一つは、現場が必要としているデバイスやクラウドサービスなどを把握し、未承認の外部サービスを利用しないで済むような環境を組織が整備することです。社内手続きを経て個人所有端末の業務利用を認めるBYODも一つの方法です。整備する際には、使い始めるときの手順や運用規定も同時に定め、組織の情報セキュリティポリシーとともに定期的に見直すことが重要です。
次に、セキュリティ研修を行い、従業員のセキュリティ意識の向上を図ることです。シャドーITによってインシデントが発生した場合、対応が遅れて所属する組織や関係先にも損失を与えるかもしれません。そうした危険性を全員に理解してもらい、セキュリティ文化を醸成します。これにより、外部のサービスが必要な場合は申請などの適切なプロセスを踏んで利用することを組織に浸透させられるでしょう。
最後は、CASB(Cloud Access Security Broker)などのITソリューションを活用する方法です。
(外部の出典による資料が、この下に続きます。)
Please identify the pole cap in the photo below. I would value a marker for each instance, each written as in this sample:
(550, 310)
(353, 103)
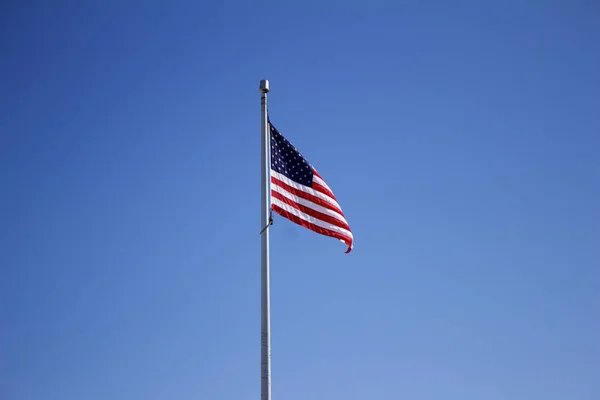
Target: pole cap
(264, 86)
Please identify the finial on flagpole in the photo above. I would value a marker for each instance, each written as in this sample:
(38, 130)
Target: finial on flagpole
(264, 86)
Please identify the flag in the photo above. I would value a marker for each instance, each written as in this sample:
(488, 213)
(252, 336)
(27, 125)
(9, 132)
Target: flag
(300, 194)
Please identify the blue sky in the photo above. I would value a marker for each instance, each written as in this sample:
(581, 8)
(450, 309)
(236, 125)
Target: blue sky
(460, 138)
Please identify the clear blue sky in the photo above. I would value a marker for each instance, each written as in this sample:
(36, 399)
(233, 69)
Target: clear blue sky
(461, 139)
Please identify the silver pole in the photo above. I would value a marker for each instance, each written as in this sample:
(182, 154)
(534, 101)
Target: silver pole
(265, 320)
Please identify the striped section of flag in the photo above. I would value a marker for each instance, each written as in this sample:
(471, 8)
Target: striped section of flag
(301, 195)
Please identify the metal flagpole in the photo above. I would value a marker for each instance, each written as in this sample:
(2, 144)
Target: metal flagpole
(265, 320)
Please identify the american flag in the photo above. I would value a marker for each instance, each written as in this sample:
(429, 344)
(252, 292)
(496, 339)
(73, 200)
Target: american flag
(300, 194)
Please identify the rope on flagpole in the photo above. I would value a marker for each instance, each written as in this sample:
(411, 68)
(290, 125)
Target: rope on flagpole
(270, 222)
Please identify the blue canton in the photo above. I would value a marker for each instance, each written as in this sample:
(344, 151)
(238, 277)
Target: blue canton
(287, 160)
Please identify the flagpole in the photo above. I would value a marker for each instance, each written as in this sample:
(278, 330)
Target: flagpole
(265, 325)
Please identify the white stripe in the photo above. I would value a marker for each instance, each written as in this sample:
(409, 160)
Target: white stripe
(308, 203)
(321, 182)
(303, 188)
(312, 220)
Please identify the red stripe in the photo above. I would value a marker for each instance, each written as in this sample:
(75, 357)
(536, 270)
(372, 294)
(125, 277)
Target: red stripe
(313, 227)
(306, 196)
(323, 189)
(309, 211)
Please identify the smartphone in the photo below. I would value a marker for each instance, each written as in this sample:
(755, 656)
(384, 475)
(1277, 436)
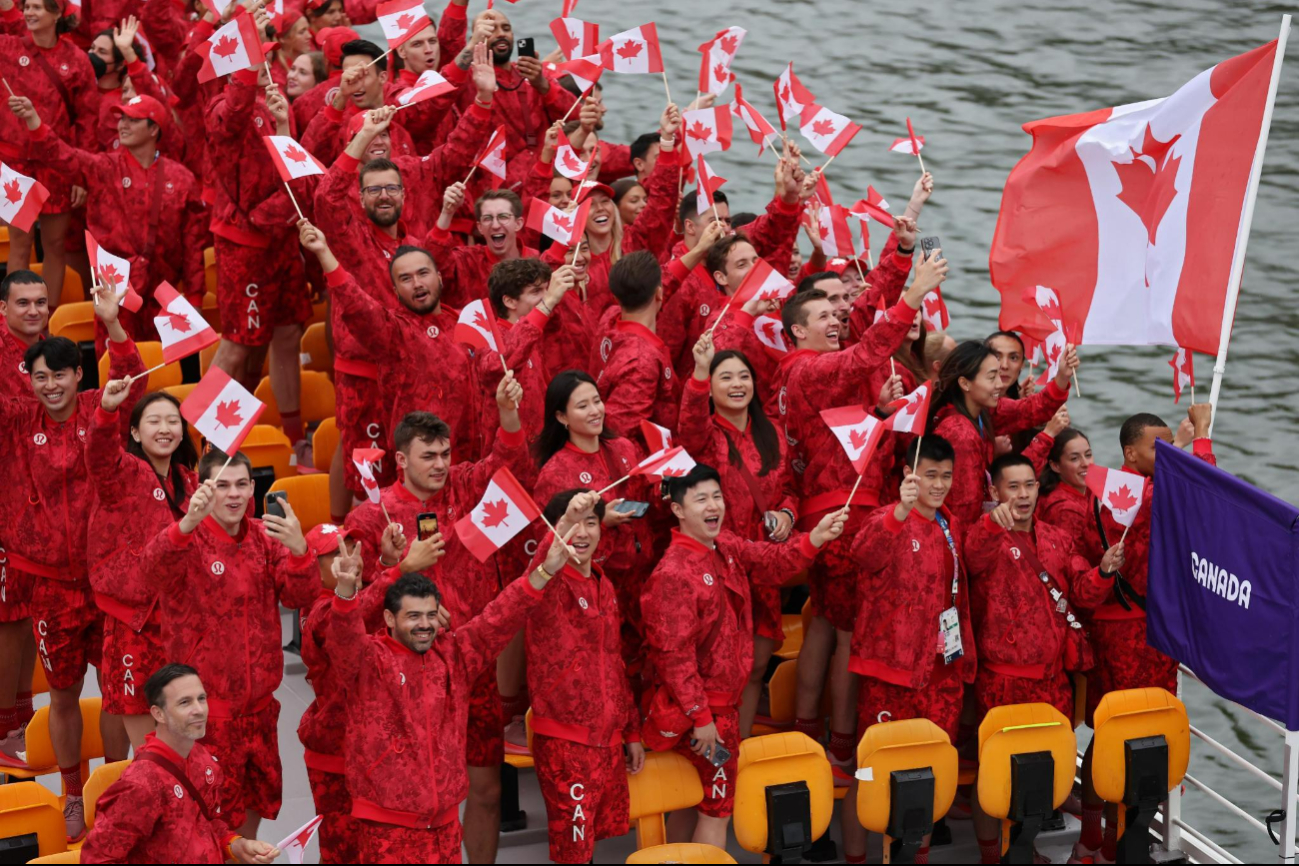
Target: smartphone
(274, 503)
(633, 508)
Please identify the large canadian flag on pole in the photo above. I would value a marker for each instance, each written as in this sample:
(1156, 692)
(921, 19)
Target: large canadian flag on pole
(1138, 214)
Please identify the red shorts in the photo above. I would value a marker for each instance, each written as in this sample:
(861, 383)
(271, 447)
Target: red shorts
(68, 627)
(1002, 690)
(379, 843)
(941, 703)
(718, 782)
(485, 740)
(259, 290)
(1124, 660)
(247, 747)
(339, 830)
(585, 788)
(130, 658)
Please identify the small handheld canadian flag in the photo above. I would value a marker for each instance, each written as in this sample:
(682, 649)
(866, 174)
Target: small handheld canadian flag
(182, 329)
(21, 199)
(1120, 491)
(504, 510)
(222, 410)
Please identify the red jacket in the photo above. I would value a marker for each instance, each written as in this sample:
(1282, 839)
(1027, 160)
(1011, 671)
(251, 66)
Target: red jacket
(906, 582)
(130, 508)
(221, 599)
(1017, 627)
(808, 383)
(574, 665)
(635, 377)
(411, 347)
(407, 713)
(146, 817)
(699, 622)
(974, 448)
(47, 499)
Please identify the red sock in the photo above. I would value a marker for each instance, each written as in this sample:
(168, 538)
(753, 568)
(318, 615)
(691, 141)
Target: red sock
(292, 425)
(72, 780)
(1091, 835)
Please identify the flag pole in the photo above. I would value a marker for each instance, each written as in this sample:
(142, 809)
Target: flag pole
(1233, 286)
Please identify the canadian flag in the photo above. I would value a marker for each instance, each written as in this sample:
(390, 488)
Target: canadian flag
(759, 127)
(857, 431)
(1184, 371)
(504, 510)
(583, 70)
(1117, 490)
(1133, 213)
(295, 844)
(477, 326)
(672, 462)
(718, 52)
(633, 51)
(770, 331)
(828, 131)
(428, 86)
(708, 185)
(181, 327)
(233, 48)
(763, 282)
(911, 413)
(402, 20)
(366, 461)
(21, 200)
(576, 38)
(707, 130)
(559, 225)
(221, 409)
(291, 159)
(791, 96)
(568, 162)
(492, 159)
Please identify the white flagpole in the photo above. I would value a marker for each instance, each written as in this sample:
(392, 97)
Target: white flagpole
(1233, 286)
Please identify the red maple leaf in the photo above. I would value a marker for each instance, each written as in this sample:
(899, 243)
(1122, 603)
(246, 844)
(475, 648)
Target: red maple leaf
(227, 414)
(1147, 183)
(825, 126)
(225, 47)
(700, 131)
(495, 513)
(1121, 499)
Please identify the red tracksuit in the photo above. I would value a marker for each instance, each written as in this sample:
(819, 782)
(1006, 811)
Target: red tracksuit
(47, 503)
(413, 346)
(699, 645)
(407, 716)
(146, 817)
(582, 712)
(973, 445)
(904, 584)
(712, 440)
(1020, 630)
(808, 383)
(221, 599)
(466, 584)
(131, 505)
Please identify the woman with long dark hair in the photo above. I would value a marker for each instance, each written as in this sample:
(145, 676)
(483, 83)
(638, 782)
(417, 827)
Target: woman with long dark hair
(722, 423)
(969, 412)
(140, 487)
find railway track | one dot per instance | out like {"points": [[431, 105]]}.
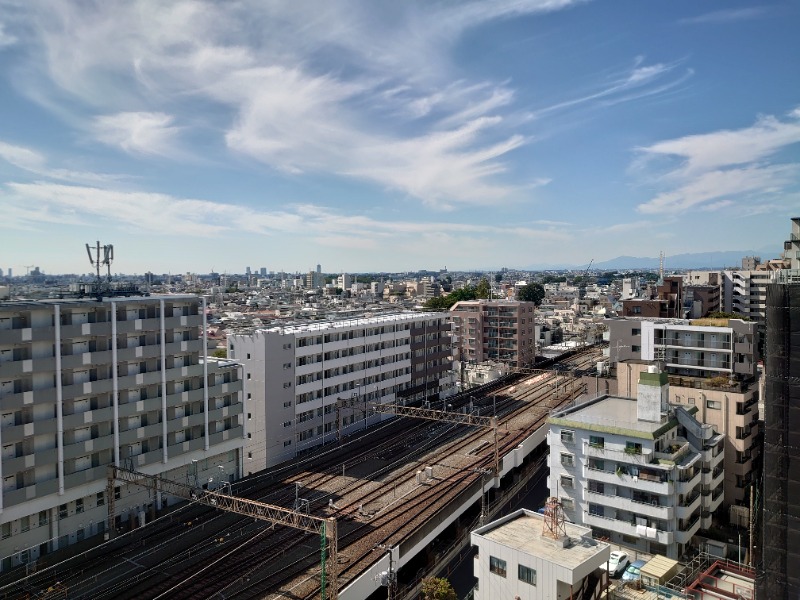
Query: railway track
{"points": [[228, 556]]}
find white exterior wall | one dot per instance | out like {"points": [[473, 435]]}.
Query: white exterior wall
{"points": [[295, 376]]}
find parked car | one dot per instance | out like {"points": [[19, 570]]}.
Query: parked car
{"points": [[616, 563], [632, 573]]}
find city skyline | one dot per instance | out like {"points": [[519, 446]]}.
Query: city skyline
{"points": [[392, 137]]}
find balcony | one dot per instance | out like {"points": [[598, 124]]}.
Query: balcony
{"points": [[625, 528], [630, 505], [689, 506], [692, 342], [642, 484]]}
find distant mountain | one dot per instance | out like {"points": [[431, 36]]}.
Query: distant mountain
{"points": [[697, 260]]}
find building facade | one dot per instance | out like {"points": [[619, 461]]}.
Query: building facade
{"points": [[85, 384], [713, 368], [780, 543], [637, 471], [518, 558], [496, 330], [308, 384]]}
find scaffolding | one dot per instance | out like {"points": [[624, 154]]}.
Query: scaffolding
{"points": [[780, 528]]}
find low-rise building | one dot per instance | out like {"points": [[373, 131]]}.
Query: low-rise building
{"points": [[712, 366], [309, 383], [121, 381], [639, 472], [501, 330], [518, 557]]}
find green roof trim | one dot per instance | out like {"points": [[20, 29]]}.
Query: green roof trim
{"points": [[633, 433], [654, 379]]}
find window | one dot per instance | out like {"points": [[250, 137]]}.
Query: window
{"points": [[596, 510], [633, 448], [526, 574], [497, 566], [596, 441]]}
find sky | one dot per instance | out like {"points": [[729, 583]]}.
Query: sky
{"points": [[378, 135]]}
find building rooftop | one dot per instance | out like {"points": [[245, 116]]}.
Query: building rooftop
{"points": [[522, 531], [612, 414], [294, 328]]}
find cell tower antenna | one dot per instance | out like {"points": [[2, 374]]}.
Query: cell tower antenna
{"points": [[97, 262]]}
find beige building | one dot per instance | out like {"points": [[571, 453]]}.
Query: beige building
{"points": [[712, 366], [498, 330]]}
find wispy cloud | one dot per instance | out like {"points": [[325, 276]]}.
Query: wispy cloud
{"points": [[33, 162], [138, 132], [639, 81], [726, 16], [6, 39], [153, 213], [714, 170]]}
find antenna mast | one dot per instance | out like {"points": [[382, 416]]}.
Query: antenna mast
{"points": [[97, 262]]}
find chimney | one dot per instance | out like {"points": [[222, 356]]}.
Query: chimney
{"points": [[652, 396]]}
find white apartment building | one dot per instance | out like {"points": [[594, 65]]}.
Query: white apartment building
{"points": [[296, 376], [638, 472], [713, 366], [517, 558], [85, 384]]}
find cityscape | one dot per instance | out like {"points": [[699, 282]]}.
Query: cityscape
{"points": [[421, 301]]}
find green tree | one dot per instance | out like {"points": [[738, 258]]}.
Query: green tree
{"points": [[533, 292], [437, 588], [483, 289]]}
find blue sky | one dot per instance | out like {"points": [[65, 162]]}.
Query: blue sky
{"points": [[384, 135]]}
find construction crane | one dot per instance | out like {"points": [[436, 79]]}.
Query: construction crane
{"points": [[325, 527]]}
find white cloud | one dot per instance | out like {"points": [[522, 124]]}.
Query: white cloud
{"points": [[33, 162], [711, 171], [300, 88], [138, 132], [726, 16], [153, 213]]}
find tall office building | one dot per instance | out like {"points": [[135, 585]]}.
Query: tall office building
{"points": [[779, 578], [85, 384], [780, 547]]}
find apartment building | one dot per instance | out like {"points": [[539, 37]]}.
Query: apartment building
{"points": [[520, 557], [639, 472], [713, 366], [85, 384], [308, 384], [499, 330]]}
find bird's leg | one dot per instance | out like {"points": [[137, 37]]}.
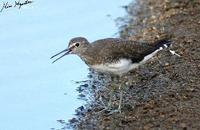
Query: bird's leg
{"points": [[121, 97], [111, 92]]}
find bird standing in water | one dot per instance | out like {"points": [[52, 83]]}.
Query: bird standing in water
{"points": [[113, 56]]}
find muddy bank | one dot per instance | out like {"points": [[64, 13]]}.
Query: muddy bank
{"points": [[162, 94]]}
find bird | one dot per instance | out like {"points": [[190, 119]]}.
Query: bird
{"points": [[113, 56]]}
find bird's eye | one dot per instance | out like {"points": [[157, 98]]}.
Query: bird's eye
{"points": [[77, 44]]}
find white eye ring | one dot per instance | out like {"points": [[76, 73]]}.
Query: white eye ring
{"points": [[77, 44]]}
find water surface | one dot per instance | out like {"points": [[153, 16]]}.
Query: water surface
{"points": [[33, 92]]}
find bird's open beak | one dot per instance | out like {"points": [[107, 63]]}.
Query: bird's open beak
{"points": [[66, 52]]}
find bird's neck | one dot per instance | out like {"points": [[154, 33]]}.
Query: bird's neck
{"points": [[87, 56]]}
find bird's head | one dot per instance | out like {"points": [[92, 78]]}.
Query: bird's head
{"points": [[77, 45]]}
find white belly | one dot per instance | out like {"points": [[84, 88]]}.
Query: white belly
{"points": [[122, 66]]}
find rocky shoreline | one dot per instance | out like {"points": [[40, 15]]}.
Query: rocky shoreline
{"points": [[162, 94]]}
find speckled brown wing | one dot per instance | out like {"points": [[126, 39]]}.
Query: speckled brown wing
{"points": [[112, 49]]}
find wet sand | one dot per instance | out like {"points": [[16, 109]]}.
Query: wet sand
{"points": [[164, 93]]}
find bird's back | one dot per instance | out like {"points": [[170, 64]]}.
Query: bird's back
{"points": [[113, 49]]}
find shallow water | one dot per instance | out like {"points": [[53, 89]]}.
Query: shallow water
{"points": [[34, 93]]}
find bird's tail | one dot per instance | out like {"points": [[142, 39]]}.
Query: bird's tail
{"points": [[161, 44]]}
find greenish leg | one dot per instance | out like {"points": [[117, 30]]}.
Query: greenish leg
{"points": [[111, 96], [121, 97]]}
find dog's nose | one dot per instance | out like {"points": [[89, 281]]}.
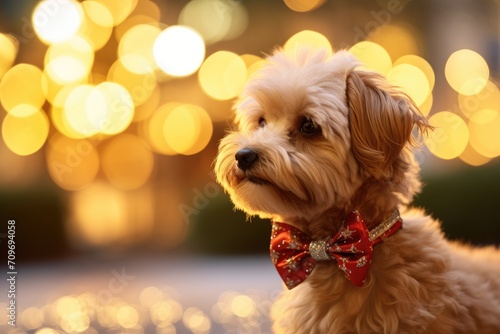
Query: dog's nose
{"points": [[246, 158]]}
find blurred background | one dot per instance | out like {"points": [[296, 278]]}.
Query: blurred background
{"points": [[111, 112]]}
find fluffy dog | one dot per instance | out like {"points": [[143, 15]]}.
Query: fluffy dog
{"points": [[316, 138]]}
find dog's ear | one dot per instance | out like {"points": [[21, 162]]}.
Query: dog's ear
{"points": [[381, 121]]}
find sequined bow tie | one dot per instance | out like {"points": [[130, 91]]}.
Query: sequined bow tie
{"points": [[294, 254]]}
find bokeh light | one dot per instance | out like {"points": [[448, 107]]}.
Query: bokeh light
{"points": [[372, 56], [179, 51], [72, 163], [450, 136], [22, 84], [127, 162], [119, 9], [55, 21], [25, 135], [215, 20], [152, 129], [303, 5], [69, 62], [109, 108], [308, 38], [222, 75], [467, 72], [135, 50], [196, 320], [187, 129], [422, 64], [99, 215], [411, 80], [9, 46]]}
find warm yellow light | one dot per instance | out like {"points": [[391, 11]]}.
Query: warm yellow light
{"points": [[72, 164], [222, 75], [153, 129], [99, 215], [25, 135], [450, 136], [467, 72], [373, 56], [97, 25], [22, 84], [119, 9], [147, 8], [395, 39], [135, 50], [8, 45], [179, 51], [187, 129], [46, 330], [127, 316], [215, 20], [69, 62], [57, 114], [127, 162], [483, 106], [485, 137], [411, 80], [75, 111], [23, 110], [308, 38], [56, 21], [422, 64], [303, 5], [66, 70], [109, 108], [140, 87], [194, 319]]}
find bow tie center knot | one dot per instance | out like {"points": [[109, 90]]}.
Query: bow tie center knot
{"points": [[318, 250]]}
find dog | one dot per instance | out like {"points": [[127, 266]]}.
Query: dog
{"points": [[324, 148]]}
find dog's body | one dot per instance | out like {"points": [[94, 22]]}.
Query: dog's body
{"points": [[316, 139]]}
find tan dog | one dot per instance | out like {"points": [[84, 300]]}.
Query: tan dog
{"points": [[316, 139]]}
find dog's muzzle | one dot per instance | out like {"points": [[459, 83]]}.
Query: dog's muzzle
{"points": [[246, 157]]}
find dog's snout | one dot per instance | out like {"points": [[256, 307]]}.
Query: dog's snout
{"points": [[246, 157]]}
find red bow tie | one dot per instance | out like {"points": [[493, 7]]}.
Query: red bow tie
{"points": [[294, 254]]}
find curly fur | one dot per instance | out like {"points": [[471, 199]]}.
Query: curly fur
{"points": [[418, 281]]}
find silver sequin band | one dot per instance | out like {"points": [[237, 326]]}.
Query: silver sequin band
{"points": [[385, 226], [318, 251]]}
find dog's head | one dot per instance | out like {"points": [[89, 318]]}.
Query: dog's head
{"points": [[311, 130]]}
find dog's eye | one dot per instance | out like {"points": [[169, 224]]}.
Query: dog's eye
{"points": [[309, 128], [262, 122]]}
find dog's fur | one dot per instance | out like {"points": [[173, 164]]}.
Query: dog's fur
{"points": [[359, 159]]}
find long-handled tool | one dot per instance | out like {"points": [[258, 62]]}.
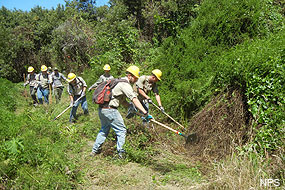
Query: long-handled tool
{"points": [[25, 91], [189, 138], [50, 94], [67, 109], [168, 116]]}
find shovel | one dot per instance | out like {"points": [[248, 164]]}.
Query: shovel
{"points": [[66, 109], [169, 116]]}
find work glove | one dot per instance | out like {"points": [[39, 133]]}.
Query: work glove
{"points": [[149, 101], [148, 118], [131, 111], [162, 109], [83, 94]]}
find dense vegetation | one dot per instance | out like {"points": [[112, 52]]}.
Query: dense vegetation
{"points": [[202, 47]]}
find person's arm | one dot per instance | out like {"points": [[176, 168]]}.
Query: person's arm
{"points": [[71, 100], [141, 92], [27, 80], [139, 105], [125, 103], [63, 77], [157, 97], [99, 81]]}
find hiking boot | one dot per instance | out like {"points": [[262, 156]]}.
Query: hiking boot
{"points": [[93, 154]]}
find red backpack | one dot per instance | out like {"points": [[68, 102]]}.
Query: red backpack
{"points": [[103, 92]]}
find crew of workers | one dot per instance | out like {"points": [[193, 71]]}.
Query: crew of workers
{"points": [[110, 117]]}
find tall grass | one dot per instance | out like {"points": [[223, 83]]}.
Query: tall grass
{"points": [[248, 171]]}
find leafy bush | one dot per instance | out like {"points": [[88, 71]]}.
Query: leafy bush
{"points": [[258, 68]]}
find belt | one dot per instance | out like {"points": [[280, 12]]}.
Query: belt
{"points": [[109, 107]]}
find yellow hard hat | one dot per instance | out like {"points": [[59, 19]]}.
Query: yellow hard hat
{"points": [[70, 77], [157, 73], [107, 67], [134, 70], [30, 69], [43, 68]]}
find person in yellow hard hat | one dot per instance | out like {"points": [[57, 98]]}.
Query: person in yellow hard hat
{"points": [[110, 116], [31, 80], [147, 84], [77, 94], [44, 80], [106, 76]]}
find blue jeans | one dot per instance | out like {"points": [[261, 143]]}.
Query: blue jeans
{"points": [[43, 92], [110, 118], [84, 106]]}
CASBはクラウドサービスの利用状況を監視しシャドーITを特定するだけでなく、CASBが認めたサイトのみをアクセス可能にしたり、機密情報を含むデータがアップロードされるのをブロックしたりする制御機能を持ちます。
シャドーITの多くは、企業が提供するツールやサービスが十分でない環境の中で、従業員がタスクを完了しようとしたり、危険性を正しく認識できていない状況で発生します。そのため、企業のITを不必要に制限するのではなく、適切な環境整備や対策を通じて、シャドーITを未然に防止することが重要です。